The Chinese miners are from Shanglin County in Guangxi Province where mining is a tradition.
According to the findings, the Chinese, who have established more than 2,000 mining operations and introduced intensification in the illegal mining activities, forms 66 per cent, while local (native to the community) is 20 per cent with others, (non-native to the community) forming 38.7 per cent.
Dr (Mrs) Beatrice Darko Obiri, a principal research scientist of the FORIG-CSIR, disclosed these at a symposium organised by the institute as part of efforts to strengthen relations with end-users of its products.
She pointed out that the ban on galamsey resulted in a massive improvement in water quality, a stop of land degradation and destruction of farmlands, enhanced soil fertility, reduced pits, improved cocoa production and access to farmlands among others.
Dr Darko Obiri, however, viewed that the ban worked in the short term, “but need to be intensified as many displaced illegal miners have no meaningful alternative jobs”, and that, “they are sitting on the fence to switch back into action”.

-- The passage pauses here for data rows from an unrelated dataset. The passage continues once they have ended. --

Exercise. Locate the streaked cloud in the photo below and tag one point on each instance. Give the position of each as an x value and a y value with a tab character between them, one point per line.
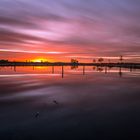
94	27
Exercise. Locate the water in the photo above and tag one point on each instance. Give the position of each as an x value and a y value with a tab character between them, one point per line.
71	103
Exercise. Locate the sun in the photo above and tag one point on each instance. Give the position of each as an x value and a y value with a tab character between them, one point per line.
39	60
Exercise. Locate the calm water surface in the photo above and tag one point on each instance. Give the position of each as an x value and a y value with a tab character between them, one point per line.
69	103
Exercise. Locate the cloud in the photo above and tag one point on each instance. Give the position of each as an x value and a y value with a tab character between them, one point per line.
105	27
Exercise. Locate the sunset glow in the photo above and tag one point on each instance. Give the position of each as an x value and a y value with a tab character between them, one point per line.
93	29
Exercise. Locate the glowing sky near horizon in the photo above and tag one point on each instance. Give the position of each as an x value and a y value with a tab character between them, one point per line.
62	29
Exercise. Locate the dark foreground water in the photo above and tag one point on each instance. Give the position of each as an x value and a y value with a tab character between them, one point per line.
45	103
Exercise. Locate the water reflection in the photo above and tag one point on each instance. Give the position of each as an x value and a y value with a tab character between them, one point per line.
33	70
80	99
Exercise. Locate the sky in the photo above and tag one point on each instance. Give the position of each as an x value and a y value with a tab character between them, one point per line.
58	30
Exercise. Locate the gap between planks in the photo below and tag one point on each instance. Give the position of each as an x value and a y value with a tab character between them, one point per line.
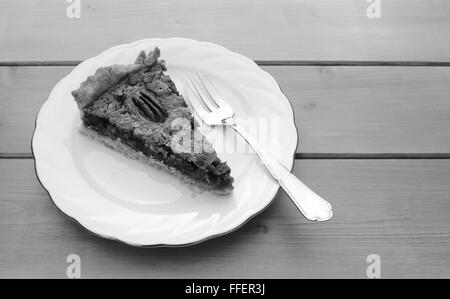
260	62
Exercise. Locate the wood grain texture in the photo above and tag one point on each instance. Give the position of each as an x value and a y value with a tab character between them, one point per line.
397	209
304	29
337	109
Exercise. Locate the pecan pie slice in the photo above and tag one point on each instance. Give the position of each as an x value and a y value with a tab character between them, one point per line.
137	110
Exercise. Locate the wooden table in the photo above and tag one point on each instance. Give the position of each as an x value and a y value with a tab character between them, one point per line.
372	104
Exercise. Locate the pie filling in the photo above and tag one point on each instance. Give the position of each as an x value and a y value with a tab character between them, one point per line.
213	174
139	106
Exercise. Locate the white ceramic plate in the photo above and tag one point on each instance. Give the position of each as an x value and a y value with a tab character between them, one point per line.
126	200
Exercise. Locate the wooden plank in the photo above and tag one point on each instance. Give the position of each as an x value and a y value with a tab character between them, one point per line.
338	109
262	30
396	209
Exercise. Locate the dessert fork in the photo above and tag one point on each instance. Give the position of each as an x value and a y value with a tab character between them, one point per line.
213	110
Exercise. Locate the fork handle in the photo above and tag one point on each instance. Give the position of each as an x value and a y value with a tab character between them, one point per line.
310	204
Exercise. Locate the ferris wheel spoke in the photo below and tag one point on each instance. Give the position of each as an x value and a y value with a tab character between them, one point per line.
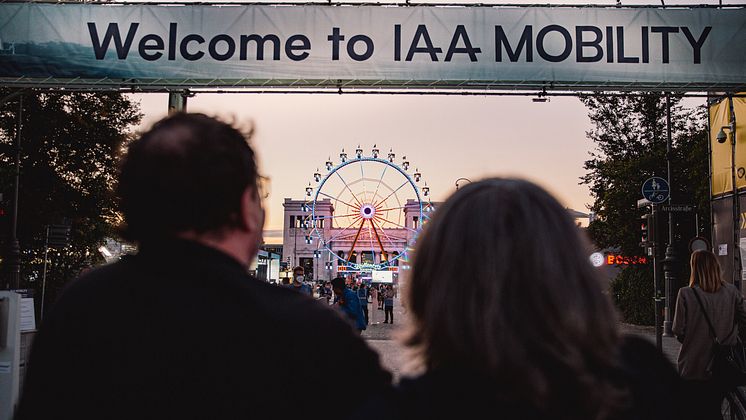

She observed that weak law enforcement, complexities with the inflow of foreign nationals, technology, equipment, labour and finance in the illegal operations were very alarming.
On the communities’ willingness to pay to restore degraded mined sites, she said the research indicated about 82.78 per cent were willing to pay saying, “the restoration of galamsey-degraded lands in Ghana is possible if a bottom-up approach is adopted where local communities are put at the centre of affairs and made to own restoration processes through community-based payment for ecosystem services-like scheme.”
On his part, Dr James K. Korang, research scientist, touching on utilizing bioenergy to save the environment, realized that about 60 per cent of Ghana’s rural population still depended on bioenergy mostly charcoal and firewood source from the wild, and that to meet the growing needs of such key energy source,” there is the need for sustainable production.”
He, therefore, proposed a sustainable wood fuel production workshop to bring all involved in the wood fuel value chain (investors, researchers, transporters, producers, regulators and consumers) to discuss the way forward for this important energy source.